“Una injusticia flagrante: recortes asimétricos pero subidas lineales”

Claudio Triay

Delegado en Menorca del Sindicato Médico de Baleare (Simebal-CESM)

 

En el ya lejano 2010, por primera vez en la historia, un Gobierno se vió obligado, dada la gravísima situación económica en España ( al borde del rescate y con amenaza de quiebra del Estado) a bajar el sueldo de los funcionarios públicos, ya de por si totalmente desfasados respecto a las subidas del IPC, con una merma considerable del poder adquisitivo.

Hasta entonces, ningún Ejecutivo había reducido la nómina de los funcionarios, aunque ya había sufrido su congelación en el año 1994 y en 1997 (que obtuvo como respuesta una huelga general).

Pero volviendo al tema, aquellos recortes no fueron iguales para todos.

El recorte se comentaba entonces, iba a ser del 5 % de media. Exactamente, de media, porque a unos trabajadores les supuso una reducción de sueldo del 0,56 %  y a otros se les aplicó un 7-8 %. Es decir, se nos pedía un esfuerzo y comprensión ante una situación dramática; pero el esfuerzo y el sacrificio no fue igual para todos. Pero por el bien del país, aceptamos resignadamente.
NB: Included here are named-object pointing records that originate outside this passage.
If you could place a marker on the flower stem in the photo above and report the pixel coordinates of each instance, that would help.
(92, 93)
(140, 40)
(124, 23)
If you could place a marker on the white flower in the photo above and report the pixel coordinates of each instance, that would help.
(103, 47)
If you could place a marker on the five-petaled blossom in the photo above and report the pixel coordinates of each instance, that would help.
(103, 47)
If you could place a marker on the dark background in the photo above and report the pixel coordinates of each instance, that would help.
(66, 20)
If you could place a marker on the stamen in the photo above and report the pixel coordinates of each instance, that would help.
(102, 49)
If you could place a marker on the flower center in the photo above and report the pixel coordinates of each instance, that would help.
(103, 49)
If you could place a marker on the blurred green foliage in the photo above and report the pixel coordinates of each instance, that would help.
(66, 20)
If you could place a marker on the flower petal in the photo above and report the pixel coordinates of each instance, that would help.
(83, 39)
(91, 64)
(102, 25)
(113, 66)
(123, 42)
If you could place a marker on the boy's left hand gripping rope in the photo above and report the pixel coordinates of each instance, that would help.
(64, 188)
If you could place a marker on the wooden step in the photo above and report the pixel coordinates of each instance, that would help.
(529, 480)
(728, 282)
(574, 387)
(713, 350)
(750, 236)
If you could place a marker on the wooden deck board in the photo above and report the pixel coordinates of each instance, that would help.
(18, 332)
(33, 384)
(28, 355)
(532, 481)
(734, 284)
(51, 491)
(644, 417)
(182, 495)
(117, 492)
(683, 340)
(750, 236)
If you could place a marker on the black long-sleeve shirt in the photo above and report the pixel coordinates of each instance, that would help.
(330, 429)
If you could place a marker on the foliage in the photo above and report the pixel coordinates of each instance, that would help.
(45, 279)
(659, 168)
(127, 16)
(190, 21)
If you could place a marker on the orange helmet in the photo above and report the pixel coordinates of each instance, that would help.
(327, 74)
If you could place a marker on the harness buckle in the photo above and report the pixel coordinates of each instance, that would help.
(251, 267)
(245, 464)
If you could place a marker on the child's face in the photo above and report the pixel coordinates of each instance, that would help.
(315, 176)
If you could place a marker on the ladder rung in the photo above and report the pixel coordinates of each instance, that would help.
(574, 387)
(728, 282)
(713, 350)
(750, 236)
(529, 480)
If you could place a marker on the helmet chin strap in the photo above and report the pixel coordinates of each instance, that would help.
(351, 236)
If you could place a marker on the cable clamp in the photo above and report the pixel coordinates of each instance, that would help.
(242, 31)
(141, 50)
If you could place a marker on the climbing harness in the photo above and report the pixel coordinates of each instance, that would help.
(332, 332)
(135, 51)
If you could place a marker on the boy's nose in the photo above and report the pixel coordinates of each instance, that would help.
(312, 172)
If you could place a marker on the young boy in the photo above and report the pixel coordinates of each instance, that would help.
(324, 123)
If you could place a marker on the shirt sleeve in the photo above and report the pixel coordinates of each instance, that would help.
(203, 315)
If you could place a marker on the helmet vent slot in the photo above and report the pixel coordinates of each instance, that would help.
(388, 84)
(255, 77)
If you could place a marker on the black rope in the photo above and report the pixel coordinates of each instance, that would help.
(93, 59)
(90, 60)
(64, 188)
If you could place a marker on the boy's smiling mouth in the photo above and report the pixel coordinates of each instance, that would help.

Pero las sorpresas y el palo no se quedaban ahí. En los presupuestos del año 2011, se decía que los sueldos se iban a congelar, lo cual era cierto, ya que estaban más que ateridos. Pero el texto, la letra pequeña, nos guardaba otra sorpresa, y era una rebaja drástica en las dos pagas extras que alcanzaba el 46% para los médicos, y que ya se había visto recortada en diciembre 2010. Así pues, la rebaja alcanzaba ya el 10 % del sueldo.

Posteriormente llegó otro hachazo, con la misteriosa desaparición del paga extra de Navidad del año 2012(ya de por si mutilada previamente), y para acabar de rematar la faena, se redujeron los “moscosos” y los “canosos” (que perjudicaba gravemente a los empleados que llevaban más años trabajando).

Con la recuperación económica, el Gobierno ha ido devolviendo gradualmente desde mediados de 2015 algunos de  los sacrificios realizados por los empleados públicos, que vieron cómo en 2016 se les aplicaba por fin una subida del 1%, tras cinco años consecutivos de congelaciones desde la bajada aprobada en 2010.

Después de seis años  de pérdida de poder adquisitivo que superó en el caso de los médicos el 20%, se procedía a un incremento lineal del 1%.

Y progresivamente se fue devolviendo aquella paga extra sustraída en el 2012, percibiendo el último pago en diciembre del año 2017.

También progresivamente se fueron devolviendo los días de libre disposición (canosos y moscosos), que probablemente el año 2019 recuperaremos en su totalidad.

Y en el 2017 se aplicó de nuevo una subida del 1% para TODOS los empleados  públicos.

De nuevo seguíamos con una exigua subida igual para todos, sin contemplar el rejonazo que nos habían aplicado a los médicos.

Y hete aquí, que el Gobierno negocia una subida salarial para el 2018, que hemos visto ahora reflejada con la aprobación y publicación de los Presupuestos Generales del Estado.

Y…. oh, sorpresa. No sólo se nos aplica una subida de sueldo lineal  ( cuando había sido sangrante en nuestro caso), sino que nadie se acuerda de restituir la paga extra en su integridad.

Los médicos, siempre hemos sido solidarios, comprensivos en situaciones complejas, pero en esta ocasión no podernos seguir callando ante tanta injusticia flagrante.

Si los recortes fueron asimétricos, las subidas también deberían reflejar esa proporcionalidad y la reposición de las pagas extras íntegras es algo totalmente inexcusable.

Ha llegado la hora de reclamara lo que nos pertenece, porque de lo contrario, podremos asegurar que las medidas que se tomaron en su momento tenían como objetivo mermar el ánimo del colectivo médico. Y a fe que lo están consiguiendo.